Cardiovascular diseases (CVD) constitute one of the most significant causes of morbidity and are among the three most frequent causes of death in industrial countries. They comprise coronary heart disease (CHD), cerebrovascular disease and peripheral artery disease (PAD).
While death rates from CVD have been decreasing in many European countries including Austria, CVD still account for the largest proportions of hospital stays. The high burden of disease also has economic implications. Health care costs of 1.6 billion Euros, 6 % of the health care budget, were estimated for 2006 for Austria.
Several risk factors have been identified as causes of CVD, one of them being an elevated ‘Low Densitiy Lipoprotein-level’ (LDL-level).
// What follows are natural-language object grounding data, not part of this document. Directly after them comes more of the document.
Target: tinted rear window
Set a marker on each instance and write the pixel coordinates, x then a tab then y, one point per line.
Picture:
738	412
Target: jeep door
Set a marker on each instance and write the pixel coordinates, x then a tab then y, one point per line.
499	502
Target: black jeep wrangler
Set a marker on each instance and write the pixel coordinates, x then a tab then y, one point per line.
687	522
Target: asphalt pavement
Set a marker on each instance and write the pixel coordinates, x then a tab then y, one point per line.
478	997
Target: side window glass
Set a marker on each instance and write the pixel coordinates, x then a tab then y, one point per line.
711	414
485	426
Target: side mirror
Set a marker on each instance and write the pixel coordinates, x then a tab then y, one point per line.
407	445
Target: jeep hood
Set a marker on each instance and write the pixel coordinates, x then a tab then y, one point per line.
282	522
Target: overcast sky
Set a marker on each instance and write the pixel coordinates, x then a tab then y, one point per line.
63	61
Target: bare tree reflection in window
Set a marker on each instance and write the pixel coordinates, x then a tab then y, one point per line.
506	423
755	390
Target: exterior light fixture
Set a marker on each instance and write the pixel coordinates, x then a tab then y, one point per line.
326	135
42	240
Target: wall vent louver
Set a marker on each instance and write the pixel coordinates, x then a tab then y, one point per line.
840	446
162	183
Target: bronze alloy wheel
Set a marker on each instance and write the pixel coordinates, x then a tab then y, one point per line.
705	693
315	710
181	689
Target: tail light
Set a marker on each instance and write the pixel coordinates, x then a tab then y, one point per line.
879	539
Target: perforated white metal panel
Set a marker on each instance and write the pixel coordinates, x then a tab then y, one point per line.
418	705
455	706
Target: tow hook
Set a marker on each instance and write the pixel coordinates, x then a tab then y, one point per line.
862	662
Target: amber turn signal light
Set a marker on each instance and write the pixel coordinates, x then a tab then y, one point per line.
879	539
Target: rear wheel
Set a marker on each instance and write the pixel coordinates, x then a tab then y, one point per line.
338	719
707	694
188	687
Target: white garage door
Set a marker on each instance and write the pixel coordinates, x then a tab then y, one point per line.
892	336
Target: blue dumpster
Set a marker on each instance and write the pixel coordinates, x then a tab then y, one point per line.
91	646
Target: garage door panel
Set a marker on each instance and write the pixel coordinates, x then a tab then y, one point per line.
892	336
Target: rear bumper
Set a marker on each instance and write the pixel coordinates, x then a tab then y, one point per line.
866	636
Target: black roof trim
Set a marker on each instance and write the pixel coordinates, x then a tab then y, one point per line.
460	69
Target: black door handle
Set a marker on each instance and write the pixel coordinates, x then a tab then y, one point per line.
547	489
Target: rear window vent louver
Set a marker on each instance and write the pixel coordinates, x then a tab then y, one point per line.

Among a number of measures to reduce serum cholesterol, pharmacological treatment with ‘HMG-CoA Reductase Inhibitors’ (statins) has become increasingly dominant since the beginning of the 1990s.
In clinical studies and meta-analyses, statins have shown significant risk reductions with respect to several clinical endpoints such as all-cause mortality, CHD mortality and CHD morbidity and exhibited a high level of safety.
Between 1996 and 2006 the number of prescriptions for statins rose from around half a million to 3.5 million in Austria, corresponding to 0.5 % and 3.1 % of all prescriptions respectively. While the costs per prescription decreased from around 40 Euros to 20 Euros due to the introduction of generics, overall expenditure rose sharply from 15 million Euros in 1996 to 94 million Euros in 2003 and then decreased to 76 million Euros in 2006.
b How many persons were taking statins between 1996 and 2006 in Austria and what are the expected population health gains from statin treatment in the secondary prevention of CVD for patients with CHD compared to standard advice without statins?
b What is the cost-utility of statin therapy compared to standard advice without statins in the secondary prevention of CVD for patients with CHD from a public payer perspective?
First, model outcomes from a validated and adapted Markov model from the UK that compared statin takers with non-statin takers (based on clinical trial evidence) were related to the actual number of Austrian statin patients from 1996 to 2006. Population effects with regard to non lethal and lethal types of CVD and revascularisation interventions were calculated. Second, model outcomes were used to analyse 10-year and life-time costutility ratios from a public payer perspective, discounted at 5 %. One-way sensitivity analyses were conducted to address uncertainty.
Population health gains: In the base case, it was demonstrated that roughly 36,200 patients started taking statins in 1996. The new cohorts per year were constantly rising and in 2006, about 108,000 new patients were estimated taking the medication. Overall, it was estimated that roughly 600,000 patients were taking statins in the 11-year observation period. Of these, around 856 fewer cases of unstable angina, 26,600 fewer MIs and 1,100 fewer strokes occurred, while roughly 6,100 more cases of stable angina were estimated when compared to not taking statins. In other words, 21 persons had to be treated with statins in order to avoid (or postpone) one patient going into a CVD health state. Furthermore, it was estimated that in the 600,000 statin takers, 10,300 fatal CVD events (10,200 CHD deaths and 100 cerebrovascular deaths) were avoided or postponed. Put differently, 59 persons had to take statins between 1996 and 2006 in order to avoid or delay one fatal CVD event.
Finally, the 600,000 statin patients can be weighed against around 7,000 revascularisation interventions avoided meaning 86 patients were treated to avoid one revascularisation intervention.
It was demonstrated in the model that in spite of statins about 42,000 cases of unstable angina, MI or stroke occurred and 25,400 fatal events (24,000 CHD deaths and 1,400 cerebrovascular deaths) happened. A total of 231,000 revascularisation interventions were carried out in spite of statin treatment.